Several new dry eye drug candidates are currently under evaluation and show great potential. SAR1118 (SARCode) is a selective small-molecule LFA-1 antagonist, inhibiting T-cell migration, proliferation, adhesion, and cytokine release thus preventing T-cell mediated chronic inflammation.1 A phase III study evaluating the efficacy of SAR 1118 (5.0%) compared with placebo in the treatment of dry eye is currently ongoing.2
Mimetogen has developed a family of small-molecule tyrosine kinase receptor agonists that are powerful mucin secretagogues that have been shown to stimulate MUC 5AC secretion from conjunctival goblet cells. MIM-D3 is a small-molecule mimetic of nerve growth factor (NGF) and has completed a phase II study designed to compare the safety and efficacy of 1% MIM-D3 and 5% MIM-D3 with placebo for the treatment of the signs and symptoms of dry eye.3
Also on the docket and of obvious interest is Allergan's Restasis X, a new variation of cyclosporine, which is listed in phase II.6
At Ora, we have studied more than 10,000 patients across 150 dry eye trials. One core concept we've learned is that dry eye symptoms fluctuate as the seasons come and go, with many patients experiencing a worsening of signs and symptoms during heightened dry eye seasons. For example, patients living in the Northeast region of the United States may find the winter months especially challenging, because the air is drier and the humidity is decreased both indoors and outdoors. Traditionally, environmental studies investigating dry eye therapies have been conducted across many seasons, some continuing for many years.

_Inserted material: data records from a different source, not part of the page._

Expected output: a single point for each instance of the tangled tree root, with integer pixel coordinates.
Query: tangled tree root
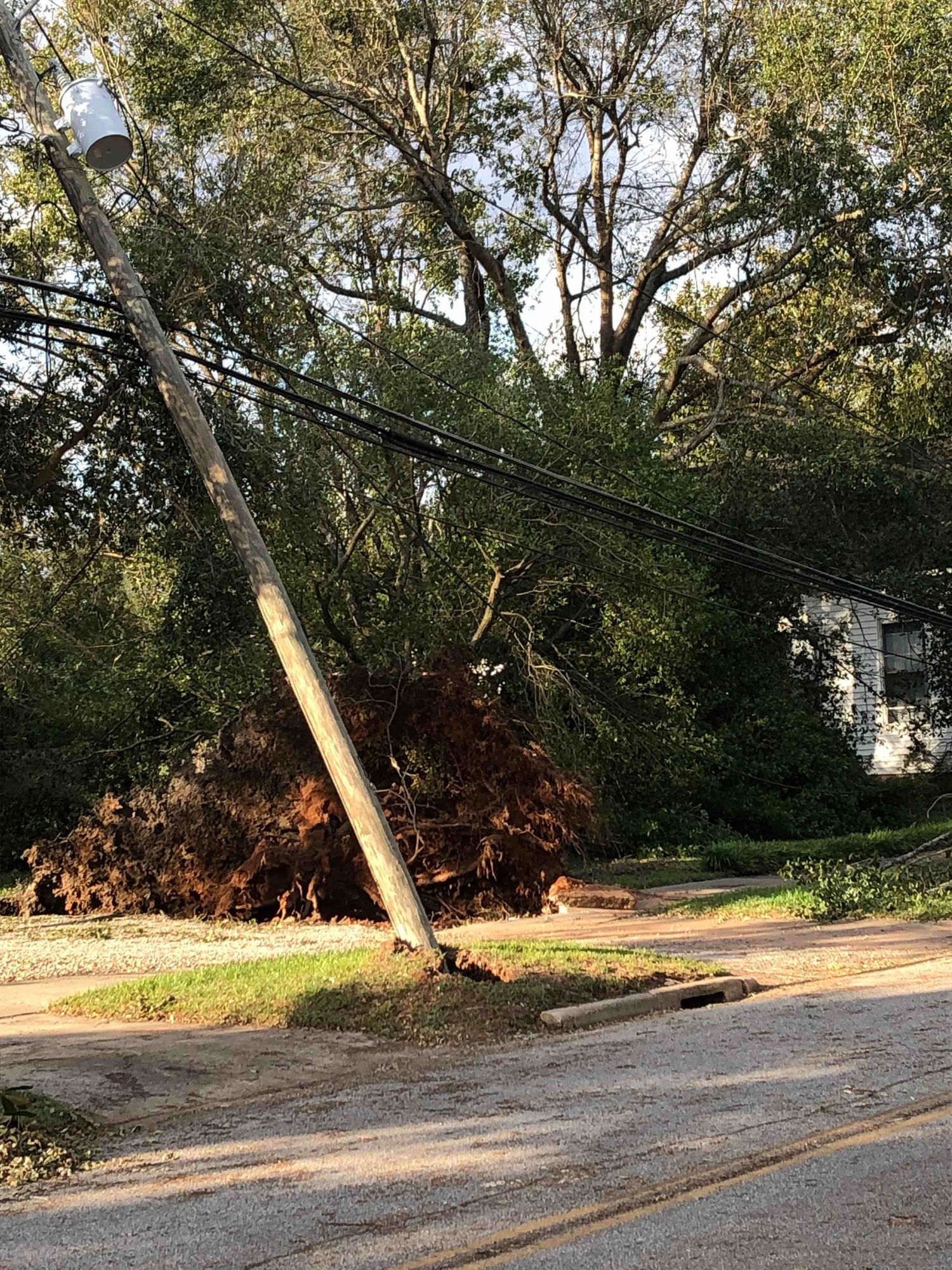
(252, 827)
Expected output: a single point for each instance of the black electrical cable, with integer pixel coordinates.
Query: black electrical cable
(620, 512)
(453, 463)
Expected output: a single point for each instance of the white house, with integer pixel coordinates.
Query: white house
(883, 680)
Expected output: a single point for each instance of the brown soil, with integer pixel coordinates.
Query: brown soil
(252, 827)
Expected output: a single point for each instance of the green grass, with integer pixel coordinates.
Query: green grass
(40, 1139)
(11, 883)
(746, 905)
(394, 995)
(760, 902)
(747, 859)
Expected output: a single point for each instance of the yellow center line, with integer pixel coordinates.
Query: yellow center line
(545, 1234)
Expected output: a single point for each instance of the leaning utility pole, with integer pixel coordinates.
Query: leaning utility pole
(357, 794)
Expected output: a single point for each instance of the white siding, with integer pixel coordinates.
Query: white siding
(887, 747)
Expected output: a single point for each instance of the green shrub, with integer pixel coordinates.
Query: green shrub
(842, 890)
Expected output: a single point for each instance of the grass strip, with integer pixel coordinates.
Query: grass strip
(501, 993)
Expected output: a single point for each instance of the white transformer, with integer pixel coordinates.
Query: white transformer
(101, 133)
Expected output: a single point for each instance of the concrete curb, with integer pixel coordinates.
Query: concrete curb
(678, 996)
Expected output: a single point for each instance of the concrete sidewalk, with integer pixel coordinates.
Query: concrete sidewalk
(392, 1156)
(774, 951)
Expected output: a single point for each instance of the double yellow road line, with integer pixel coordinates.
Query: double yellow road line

In order to minimize the environmental influences, a clinical trial is best conducted during a single season to reduce the unpredictability of environmental factors. Trying to control for environmental factors is also challenged by numerous situational factors that may further exacerbate dry eye, such as prolonged visual tasking, ocular surgery, aging, and certain medications that cause ocular drying.
By reducing the variability caused by environmental and situational factors using an environmental model like the Controlled Adverse Environment (CAE), which was designed to exacerbate the signs and symptoms of dry eye by regulating humidity, temperature, airflow, lighting conditions, and visual tasking, we are able to study dry eye in a more controlled manner.7-9 The CAD model has been shown to be a valuable tool for screening and enriching patient populations in environmental trials, measuring the impact of therapeutic regimens on various subjective and objective endpoints before and after CAD exposure, and understanding of dry eye.